O livro estabelece uma relação de causa de efeito entre a violência doméstica e a prostituição. São jovens que deixam o lar onde eram subjugadas pelo pai ou pelo marido e, ao caírem na rede da prostituição, permanecem sendo subjugadas pelos cafetões que as aprisionam e pelos homens que contratam seus serviços em clubes de strip tease, casas de massagem, saunas, shows de sexo ao vivo. Da mesma forma que muitos homens casados se enxergam como proprietários de suas mulheres, os homens se enxergam como proprietários das prostitutas.
Num país feito o Brasil, o tema ganha uma conotação ainda mais grave quando se constata que algumas grandes cidades, como a Fortaleza de José de Alencar, têm se transformado em prostíbulos a céu aberto. De um lado da rua, hotéis expõem em suas recepções cartazes da campanha de combate à exploração sexual e ao turismo sexual. Do outro lado da rua, na praia, menores de idade oferecem seus serviços sexuais a turistas sem que as autoridades preocupem-se verdadeiramente com o futuro desta juventude. Existem duas formas de discutir este câncer nacional. Uma delas é criar uma ficção e tentar competir com José de Alencar, sugerindo que a mulher se prostitui por vontade própria, e conscientemente. Mais: sugerindo que todas as mulheres se prostituem de forma consciente e por vontade própria. A outra forma é manter-se com o pé na realidade e constatar que a exploração sexual deve ser enfrentada com a seriedade que o tema exige.

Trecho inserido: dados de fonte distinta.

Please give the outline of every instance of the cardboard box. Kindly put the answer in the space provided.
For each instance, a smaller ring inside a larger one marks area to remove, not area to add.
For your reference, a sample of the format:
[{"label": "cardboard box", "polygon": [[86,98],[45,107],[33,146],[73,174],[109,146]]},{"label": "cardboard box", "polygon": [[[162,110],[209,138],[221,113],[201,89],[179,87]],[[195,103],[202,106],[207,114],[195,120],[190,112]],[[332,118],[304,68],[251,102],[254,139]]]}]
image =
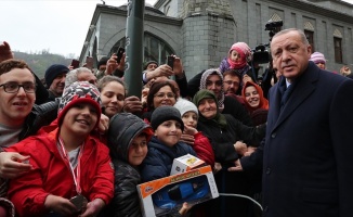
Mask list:
[{"label": "cardboard box", "polygon": [[184,156],[174,158],[170,175],[172,176],[175,174],[189,171],[202,166],[206,166],[206,163],[202,159],[199,159],[194,155],[186,154]]},{"label": "cardboard box", "polygon": [[148,181],[136,188],[145,217],[175,214],[184,202],[193,206],[219,196],[210,166]]}]

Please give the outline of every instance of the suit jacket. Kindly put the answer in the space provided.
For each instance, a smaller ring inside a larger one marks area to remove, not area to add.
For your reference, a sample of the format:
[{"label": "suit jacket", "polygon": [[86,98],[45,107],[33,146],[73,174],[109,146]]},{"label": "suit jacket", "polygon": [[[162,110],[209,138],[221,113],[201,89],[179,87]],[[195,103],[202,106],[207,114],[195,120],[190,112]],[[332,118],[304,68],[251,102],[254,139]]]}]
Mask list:
[{"label": "suit jacket", "polygon": [[279,102],[276,85],[263,152],[264,216],[353,216],[353,80],[310,62],[282,113]]}]

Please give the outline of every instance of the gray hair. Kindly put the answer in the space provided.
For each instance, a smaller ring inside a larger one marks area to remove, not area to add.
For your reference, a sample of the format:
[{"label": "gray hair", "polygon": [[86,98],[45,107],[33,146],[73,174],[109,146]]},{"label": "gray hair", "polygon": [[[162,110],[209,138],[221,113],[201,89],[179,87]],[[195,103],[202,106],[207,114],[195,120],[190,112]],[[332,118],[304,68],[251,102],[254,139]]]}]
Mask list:
[{"label": "gray hair", "polygon": [[306,38],[305,34],[304,34],[304,31],[301,30],[301,29],[299,29],[299,28],[287,28],[287,29],[280,30],[280,31],[276,33],[276,34],[273,36],[272,40],[273,40],[274,38],[276,38],[277,36],[282,36],[282,35],[288,34],[289,31],[297,31],[297,33],[299,34],[299,36],[300,36],[301,41],[302,41],[305,46],[309,46],[309,44],[310,44],[310,43],[309,43],[309,40],[308,40],[308,38]]}]

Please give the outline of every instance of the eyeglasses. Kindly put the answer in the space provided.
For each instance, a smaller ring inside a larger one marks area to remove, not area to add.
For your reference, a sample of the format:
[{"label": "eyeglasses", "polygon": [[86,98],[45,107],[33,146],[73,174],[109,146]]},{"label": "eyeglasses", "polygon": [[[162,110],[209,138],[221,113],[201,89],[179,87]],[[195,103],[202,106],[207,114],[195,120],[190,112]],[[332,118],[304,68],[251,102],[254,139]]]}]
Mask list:
[{"label": "eyeglasses", "polygon": [[156,97],[156,98],[159,98],[159,99],[164,99],[164,98],[166,98],[166,95],[167,95],[167,98],[169,98],[169,99],[171,99],[171,98],[175,98],[175,94],[172,93],[172,92],[167,92],[167,93],[158,92],[158,93],[155,94],[155,97]]},{"label": "eyeglasses", "polygon": [[18,92],[21,87],[27,93],[36,92],[36,85],[32,84],[32,82],[25,82],[23,85],[19,85],[17,82],[5,82],[5,84],[0,85],[0,87],[3,87],[3,90],[5,92],[8,92],[8,93],[16,93],[16,92]]},{"label": "eyeglasses", "polygon": [[224,80],[223,82],[226,84],[226,85],[228,85],[228,86],[231,86],[231,85],[233,85],[233,86],[239,86],[239,82],[237,82],[237,81]]}]

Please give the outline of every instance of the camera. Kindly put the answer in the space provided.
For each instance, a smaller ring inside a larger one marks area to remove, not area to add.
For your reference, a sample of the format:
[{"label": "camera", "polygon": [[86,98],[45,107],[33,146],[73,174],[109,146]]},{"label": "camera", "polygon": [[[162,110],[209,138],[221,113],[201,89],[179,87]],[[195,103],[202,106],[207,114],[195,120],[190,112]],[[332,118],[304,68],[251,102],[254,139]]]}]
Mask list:
[{"label": "camera", "polygon": [[277,30],[277,28],[282,26],[283,26],[283,21],[267,22],[265,25],[265,30]]},{"label": "camera", "polygon": [[269,63],[270,62],[270,52],[267,51],[266,48],[270,47],[270,43],[266,43],[266,44],[259,44],[257,46],[252,52],[252,60],[254,63],[258,63],[258,64],[263,64],[263,63]]}]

Calcula-se que 15% da população brasileira viva com renda inferior a um dólar por dia. Desse total, 40% são pessoas com menos de 18 anos. É a esta camada da população que devemos dedicar nossa atenção. É esta camada da sociedade que muitos políticos brasileiros sugerem estar fazendo a opção consciente pela prostituição. É uma juventude espremida pelos adultos. De um lado estão seus pais, que em vez de cobrar desempenho na escola, cobram a féria da atividade sexual. De outro, os turistas. A violência sexual que se pratica a céu aberto diz respeito à toda a sociedade. Às organizações não governamentais e aos governantes. O desafio que temos pela frente, e que deixa perplexas as pessoas de bem, é reverter este quadro. Indignar-se com ele é muito mais relevante do que se espantar com uma expressão mais dura empregada para dimensionar a tragédia.
Existe uma evidente inércia em relação ao tema, provocada talvez pela extensa lista de prioridades de um governo. É dever de todos nós trabalhar para impedir que crianças e adolescentes sejam empurradas para a prostituição como um caminho para a solução dos problemas financeiros de suas famílias. Tornam-se com isso objeto de dominação dos adultos e pais e acabam a vida como mercadoria. E aí mora um grande perigo. Todos nós nos preocupamos com os sites que nossos filhos freqüentam. Tememos que se relacionem com pedófilos. Nenhum de nós acredita que nossos filhos se relacionariam com pedófilos por vontade própria. E ainda assim tomamos os cuidados que a tecnologia oferece, como controlar a navegação, criar sistemas que impedem o acesso a sites de conteúdo pornográfico. Preocupamo-nos com o Orkut. Não há dúvida de que devemos manter firme a vigilância. Mas há uma certa incoerência, ou no mínimo egoísmo da nossa parte, se nos espantamos com falta de limites da pedofilia na Internet, e toleramos que na vizinhança de nossas casas protagonizem-se cenas igualmente assustadoras envolvendo crianças e adolescentes sem nosso poder aquisitivo. Abuso é abuso, na rede mundial de computadores ou fora dela."
Ciro Gomes
Deputado federal pelo PSB.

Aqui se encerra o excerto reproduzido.